Example: Redis Provider¶
import json
from typing import Any
import redis.asyncio as redis
class RedisMemoryProvider:
def __init__(self, url: str) -> None:
self._url = url
self._client: redis.Redis | None = None
async def initialize(self) -> None:
self._client = redis.from_url(self._url)
def _key(self, workflow: str, scope: str, key: str) -> str:
return f"flux:memory:{workflow}:{scope}:{key}"
def _pattern(self, workflow: str, scope: str) -> str:
return f"flux:memory:{workflow}:{scope}:*"
async def memorize(self, workflow: str, scope: str, key: str, value: Any) -> None:
await self._client.set(self._key(workflow, scope, key), json.dumps(value))
async def recall(self, workflow: str, scope: str, key: str | None = None) -> Any:
if key is not None:
raw = await self._client.get(self._key(workflow, scope, key))

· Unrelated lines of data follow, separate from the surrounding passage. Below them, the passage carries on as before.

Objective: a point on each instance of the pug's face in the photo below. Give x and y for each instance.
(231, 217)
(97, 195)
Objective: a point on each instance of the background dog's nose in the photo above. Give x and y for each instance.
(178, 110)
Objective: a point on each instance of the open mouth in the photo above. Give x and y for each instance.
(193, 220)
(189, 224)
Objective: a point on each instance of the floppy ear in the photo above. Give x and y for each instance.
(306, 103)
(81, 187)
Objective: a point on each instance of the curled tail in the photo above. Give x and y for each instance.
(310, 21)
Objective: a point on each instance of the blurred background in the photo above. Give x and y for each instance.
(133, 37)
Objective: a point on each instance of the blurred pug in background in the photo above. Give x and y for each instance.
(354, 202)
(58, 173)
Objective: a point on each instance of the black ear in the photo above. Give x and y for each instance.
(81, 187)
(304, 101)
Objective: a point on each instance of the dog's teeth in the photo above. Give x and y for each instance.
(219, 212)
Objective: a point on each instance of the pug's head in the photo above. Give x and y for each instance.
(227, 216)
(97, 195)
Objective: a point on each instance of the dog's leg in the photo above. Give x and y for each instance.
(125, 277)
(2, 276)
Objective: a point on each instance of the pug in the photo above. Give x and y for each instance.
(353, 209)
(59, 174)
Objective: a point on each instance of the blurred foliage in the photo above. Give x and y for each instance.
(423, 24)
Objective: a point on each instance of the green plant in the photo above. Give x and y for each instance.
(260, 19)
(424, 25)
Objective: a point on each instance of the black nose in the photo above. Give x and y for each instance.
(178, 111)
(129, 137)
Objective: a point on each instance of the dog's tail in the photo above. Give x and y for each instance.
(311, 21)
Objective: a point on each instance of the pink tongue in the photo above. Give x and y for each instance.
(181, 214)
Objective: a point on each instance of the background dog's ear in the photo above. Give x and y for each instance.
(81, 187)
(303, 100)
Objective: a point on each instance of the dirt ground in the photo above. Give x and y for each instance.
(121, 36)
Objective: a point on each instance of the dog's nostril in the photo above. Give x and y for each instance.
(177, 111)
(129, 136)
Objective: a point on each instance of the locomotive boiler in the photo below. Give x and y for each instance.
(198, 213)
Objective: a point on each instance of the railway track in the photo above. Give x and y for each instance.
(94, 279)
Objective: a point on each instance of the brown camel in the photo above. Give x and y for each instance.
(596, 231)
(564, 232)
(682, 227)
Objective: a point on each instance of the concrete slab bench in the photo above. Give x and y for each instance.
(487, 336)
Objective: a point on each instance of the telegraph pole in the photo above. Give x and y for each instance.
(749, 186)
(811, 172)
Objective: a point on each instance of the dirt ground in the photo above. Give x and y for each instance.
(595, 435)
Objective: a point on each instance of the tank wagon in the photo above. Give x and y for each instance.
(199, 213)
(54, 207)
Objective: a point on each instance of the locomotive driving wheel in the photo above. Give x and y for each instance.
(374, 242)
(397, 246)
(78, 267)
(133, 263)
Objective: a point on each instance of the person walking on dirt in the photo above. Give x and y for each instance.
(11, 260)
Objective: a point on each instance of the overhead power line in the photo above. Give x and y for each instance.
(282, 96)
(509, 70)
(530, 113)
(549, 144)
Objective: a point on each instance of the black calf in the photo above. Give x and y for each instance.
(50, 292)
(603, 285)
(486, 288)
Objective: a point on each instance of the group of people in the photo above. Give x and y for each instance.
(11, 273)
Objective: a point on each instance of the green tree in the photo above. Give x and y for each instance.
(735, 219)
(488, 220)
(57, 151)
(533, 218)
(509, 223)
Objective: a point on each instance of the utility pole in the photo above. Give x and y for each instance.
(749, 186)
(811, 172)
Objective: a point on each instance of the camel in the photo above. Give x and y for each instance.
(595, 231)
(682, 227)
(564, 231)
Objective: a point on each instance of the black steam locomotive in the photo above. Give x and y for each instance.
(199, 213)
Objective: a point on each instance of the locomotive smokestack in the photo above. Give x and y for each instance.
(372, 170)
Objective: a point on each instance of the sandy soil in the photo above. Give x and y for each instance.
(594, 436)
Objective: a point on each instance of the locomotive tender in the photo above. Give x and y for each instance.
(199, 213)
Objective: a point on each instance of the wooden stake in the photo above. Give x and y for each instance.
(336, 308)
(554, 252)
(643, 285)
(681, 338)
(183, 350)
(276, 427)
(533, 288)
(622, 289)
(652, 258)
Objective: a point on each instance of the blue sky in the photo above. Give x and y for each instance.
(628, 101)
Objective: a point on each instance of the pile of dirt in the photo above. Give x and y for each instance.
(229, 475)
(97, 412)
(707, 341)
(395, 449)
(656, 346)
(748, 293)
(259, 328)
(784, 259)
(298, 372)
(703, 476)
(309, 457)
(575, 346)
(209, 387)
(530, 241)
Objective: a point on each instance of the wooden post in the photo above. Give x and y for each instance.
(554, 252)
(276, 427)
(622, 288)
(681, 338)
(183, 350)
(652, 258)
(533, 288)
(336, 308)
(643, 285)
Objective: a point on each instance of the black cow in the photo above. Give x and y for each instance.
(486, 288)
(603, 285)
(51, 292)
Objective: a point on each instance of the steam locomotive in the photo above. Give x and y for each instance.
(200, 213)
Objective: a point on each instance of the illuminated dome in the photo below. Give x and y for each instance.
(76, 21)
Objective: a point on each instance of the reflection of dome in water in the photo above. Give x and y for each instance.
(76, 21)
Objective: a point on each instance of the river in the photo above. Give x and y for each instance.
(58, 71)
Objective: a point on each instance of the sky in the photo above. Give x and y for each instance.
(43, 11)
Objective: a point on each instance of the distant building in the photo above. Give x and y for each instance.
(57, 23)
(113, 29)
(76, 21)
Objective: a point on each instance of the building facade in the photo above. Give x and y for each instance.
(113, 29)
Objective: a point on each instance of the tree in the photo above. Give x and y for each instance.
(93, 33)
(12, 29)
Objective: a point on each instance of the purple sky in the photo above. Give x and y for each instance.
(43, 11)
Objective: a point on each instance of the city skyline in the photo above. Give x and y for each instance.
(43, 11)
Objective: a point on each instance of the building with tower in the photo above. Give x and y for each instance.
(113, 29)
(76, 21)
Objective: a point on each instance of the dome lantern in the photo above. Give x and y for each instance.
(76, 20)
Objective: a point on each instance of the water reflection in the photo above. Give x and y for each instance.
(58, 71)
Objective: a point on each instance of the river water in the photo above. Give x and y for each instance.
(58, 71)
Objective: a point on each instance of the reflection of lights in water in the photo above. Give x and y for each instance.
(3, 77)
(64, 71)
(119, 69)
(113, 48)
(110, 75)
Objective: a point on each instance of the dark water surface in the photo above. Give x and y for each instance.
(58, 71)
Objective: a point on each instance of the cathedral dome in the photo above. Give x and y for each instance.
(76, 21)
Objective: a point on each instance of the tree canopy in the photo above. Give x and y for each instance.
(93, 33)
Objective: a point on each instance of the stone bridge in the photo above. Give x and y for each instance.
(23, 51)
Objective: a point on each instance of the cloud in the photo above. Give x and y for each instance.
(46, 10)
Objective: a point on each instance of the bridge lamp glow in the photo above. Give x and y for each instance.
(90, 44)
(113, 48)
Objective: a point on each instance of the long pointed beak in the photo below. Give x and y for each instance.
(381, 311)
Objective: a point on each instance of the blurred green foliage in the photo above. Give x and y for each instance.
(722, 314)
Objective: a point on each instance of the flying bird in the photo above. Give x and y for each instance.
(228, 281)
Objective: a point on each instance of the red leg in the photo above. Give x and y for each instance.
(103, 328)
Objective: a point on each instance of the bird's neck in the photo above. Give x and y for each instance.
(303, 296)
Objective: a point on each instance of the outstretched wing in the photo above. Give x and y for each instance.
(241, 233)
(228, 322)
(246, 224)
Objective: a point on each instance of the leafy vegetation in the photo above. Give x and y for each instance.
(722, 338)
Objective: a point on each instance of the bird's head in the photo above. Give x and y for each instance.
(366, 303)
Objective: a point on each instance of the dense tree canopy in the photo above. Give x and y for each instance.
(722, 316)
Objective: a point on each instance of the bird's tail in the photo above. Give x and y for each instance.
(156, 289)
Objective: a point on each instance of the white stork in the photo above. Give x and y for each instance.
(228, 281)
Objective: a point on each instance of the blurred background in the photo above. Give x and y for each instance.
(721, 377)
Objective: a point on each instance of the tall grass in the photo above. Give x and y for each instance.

return json.loads(raw) if raw else None
keys = await self._client.keys(self._pattern(workflow, scope))
result = {}
for k in keys:
raw = await self._client.get(k)
short_key = k.decode().split(":")[-1]
result[short_key] = json.loads(raw)
return result
async def forget(self, workflow: str, scope: str, key: str | None = None) -> None:
if key is not None:
await self._client.delete(self._key(workflow, scope, key))
else:
keys = await self._client.keys(self._pattern(workflow, scope))
if keys:
await self._client.delete(*keys)
async def keys(self, workflow: str, scope: str) -> list[str]:
pattern = self._pattern(workflow, scope)
all_keys = await self._client.keys(pattern)
return [k.decode().split(":")[-1] for k in all_keys]
async def scopes(self, workflow: str) -> list[str]:
pattern = f"flux:memory:{workflow}:*"
all_keys = await self._client.keys(pattern)
scopes = set()
for k in all_keys:
parts = k.decode().split(":")
if len(parts) >= 4:
scopes.add(parts[3])
return list(scopes)
Use the custom provider like any built-in:
provider = RedisMemoryProvider("redis://localhost:6379")
memory = long_term_memory(provider=provider, scope="user:123")
working_memory() Reference¶
def working_memory(
window: int | None = None, # limit to the N most recent messages
max_tokens: int | None = None, # limit by approximate token count
) -> WorkingMemory:
long_term_memory() Reference¶
def long_term_memory(
provider, # MemoryProvider instance (sqlite, postgresql, in_memory, or custom)
scope: str, # namespace for facts (e.g. "user:123", "session:abc")
) -> LongTermMemory:
agent() Memory Parameters¶
agent(
system_prompt: str,
*,
model: str,
working_memory: WorkingMemory | None = None, # conversation history
long_term_memory: LongTermMemory | None = None, # persistent fact storage
...
)
Both parameters are optional and independent. Use either, both, or neither depending on the use case.